Mmmmmmm. My kitchen smells delicious. I’m enjoying just smelling the sweet tomato goodness, as I have sipped and slurped too many tastes of my pasta sauce.
I’m sharing two recipes today. I’m hoping that when you see how quick, easy, yummy it is to make your own sauce…. you will just say no to the jar stuff. Cheeky, right?
The first sauce is meatless. And delicious. The secret ingredient…. butter. That’s right, everyone who just knew it would be sugar, it is actually ButTeR!
I was in a hurry one day, when my boys were little, and plopped butter down on the plate full of spaghetti that was the “no sauce, please” plate. In my hurry, I turned around and ladled sauce right on top of that pat of butter anyway. I set it aside, to have for myself and made a new “no sauce, please” plate.
What a yummy mistake! The butter added a wonderful sort of silkiness. I kept that in the back of mind and a few sauces later, I made the sauce with just three ingredients. I was afraid to add meat to it, in case it didn’t taste as good as I was hoping.
Bossy Kitchen Tip: Always, always, always keep some type of canned tomatoes on your pantry. Whole, chopped, diced. Your choice. No extra ingredients. Just tomatoes.
Regular Kitchen Tip: Use real butter. Salted or unsalted depending on the recipe. Buy French or Amish or store brand or churn your own. Butter, used wisely, tastes better and is chemical free, that’s all.
Onion Kitchen Tip: Cutting an onion in half, using it and then discarding it is one that I frequently use to flavor a sauce or soup with onion, without it being in the dish at serving time.
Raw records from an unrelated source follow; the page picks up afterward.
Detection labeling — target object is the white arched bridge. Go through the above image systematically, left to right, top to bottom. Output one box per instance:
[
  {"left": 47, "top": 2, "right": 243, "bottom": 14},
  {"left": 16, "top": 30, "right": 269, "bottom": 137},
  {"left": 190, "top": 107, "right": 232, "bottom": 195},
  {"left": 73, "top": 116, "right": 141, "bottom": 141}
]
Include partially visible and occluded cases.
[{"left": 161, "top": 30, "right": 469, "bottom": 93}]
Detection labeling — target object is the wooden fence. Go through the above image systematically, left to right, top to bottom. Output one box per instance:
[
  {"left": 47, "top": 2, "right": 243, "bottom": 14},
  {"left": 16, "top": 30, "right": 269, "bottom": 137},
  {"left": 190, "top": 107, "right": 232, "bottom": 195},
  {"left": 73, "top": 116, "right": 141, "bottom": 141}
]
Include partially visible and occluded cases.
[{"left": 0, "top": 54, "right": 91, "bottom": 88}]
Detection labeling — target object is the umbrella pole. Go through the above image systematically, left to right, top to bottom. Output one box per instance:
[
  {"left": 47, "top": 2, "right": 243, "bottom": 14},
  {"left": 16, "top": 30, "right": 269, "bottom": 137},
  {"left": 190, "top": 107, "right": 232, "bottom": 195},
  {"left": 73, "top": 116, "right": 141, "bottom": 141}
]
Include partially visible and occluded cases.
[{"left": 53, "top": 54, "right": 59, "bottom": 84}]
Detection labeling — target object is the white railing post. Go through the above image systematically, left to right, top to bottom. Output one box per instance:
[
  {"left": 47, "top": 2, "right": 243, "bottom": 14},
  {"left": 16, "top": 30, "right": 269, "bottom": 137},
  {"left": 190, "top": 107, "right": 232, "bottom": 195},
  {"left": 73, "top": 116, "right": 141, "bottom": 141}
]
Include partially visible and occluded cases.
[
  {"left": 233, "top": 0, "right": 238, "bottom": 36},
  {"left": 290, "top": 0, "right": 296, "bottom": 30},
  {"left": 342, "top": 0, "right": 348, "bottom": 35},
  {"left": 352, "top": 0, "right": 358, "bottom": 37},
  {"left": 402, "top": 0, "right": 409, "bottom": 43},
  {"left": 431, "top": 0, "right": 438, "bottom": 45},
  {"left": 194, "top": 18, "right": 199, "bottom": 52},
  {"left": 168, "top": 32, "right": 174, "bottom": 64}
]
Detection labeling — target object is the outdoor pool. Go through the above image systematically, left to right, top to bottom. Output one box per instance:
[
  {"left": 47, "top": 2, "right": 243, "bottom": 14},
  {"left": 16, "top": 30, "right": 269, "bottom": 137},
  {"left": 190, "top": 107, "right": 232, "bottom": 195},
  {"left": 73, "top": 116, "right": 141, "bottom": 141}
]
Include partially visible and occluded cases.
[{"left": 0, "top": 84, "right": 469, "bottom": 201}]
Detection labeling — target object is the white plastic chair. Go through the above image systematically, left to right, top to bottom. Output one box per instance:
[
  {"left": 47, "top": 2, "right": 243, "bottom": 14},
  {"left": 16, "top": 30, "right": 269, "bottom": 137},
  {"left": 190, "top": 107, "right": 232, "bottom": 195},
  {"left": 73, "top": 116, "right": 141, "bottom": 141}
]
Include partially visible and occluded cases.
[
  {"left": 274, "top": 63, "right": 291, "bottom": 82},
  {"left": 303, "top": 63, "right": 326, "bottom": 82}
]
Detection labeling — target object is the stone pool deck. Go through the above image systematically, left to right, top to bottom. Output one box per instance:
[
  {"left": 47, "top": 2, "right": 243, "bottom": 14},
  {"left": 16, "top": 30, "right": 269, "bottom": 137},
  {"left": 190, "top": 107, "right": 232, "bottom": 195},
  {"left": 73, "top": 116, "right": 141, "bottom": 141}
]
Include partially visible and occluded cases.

Ok. Gather up the following for a yummy meatless sauce:
Big can of tomatoes (32 oz serves 4)
Unsalted butter (6-7 tbsp)
Yep. That’s all you need. You can double this so easily. Just allow a bit more simmering time.
Cut your onion in half (you will discard before serving). I like sweet onions, white or Vidalia. You can, of course, use a yellow onion, if you like. Add all to a stockpot.
Get the sauce going on medium heat until it starts to simmer. Mush the tomatoes a bit, if they are whole, during the simmering stage.
Turn the heat down and let it simmer for about 45 minutes to an hour. Discard the onion and it is ready for serving over pasta. Enjoy! I accept hugs as payment for this recipe!
Now for Recipe #2. Meat sauce!
This sauce is a gorgeous one that you can make, double, freeze, add to…. one of my favorites! I typically make it in the morning, then transfer it to a crockpot for a slow all-day simmer.
Gather up the following:
Spices that you like in red sauce
Petite diced tomatoes (large can)
Tomato sauce as a backup plan
Here we go! Brown a pound or two of ground beef with the onion and garlic and a dash of salt per pound. Two pounds of meat goes a long way, depending on the crowd you’re feeding, or if you are freezing some. Drain. Drain the diced tomatoes, reserving the liquid. Add diced tomatoes and tomato paste. Add pepper. Stop here and let the sauce get hot thru. Let it marry a bit then taste it.
This is where you get to be the chef and choose some options. If you like oregano, or basil, or more garlic… add them in to taste. Let it simmer a bit and taste again. Add salt if needed, I rarely do at this point. The other choice is whether or not the sauce is too thick or too thin. I like to stretch the budget and add more tomatoes, the reserved liquid, or plain tomato sauce here. I love to have extra to freeze for a quick winter meal.
Simmer in the pot ’til dinner, or transfer to a crockpot to simmer all day.
Both of these recipes are terrific on the pasta noodle of your choice. Enjoy!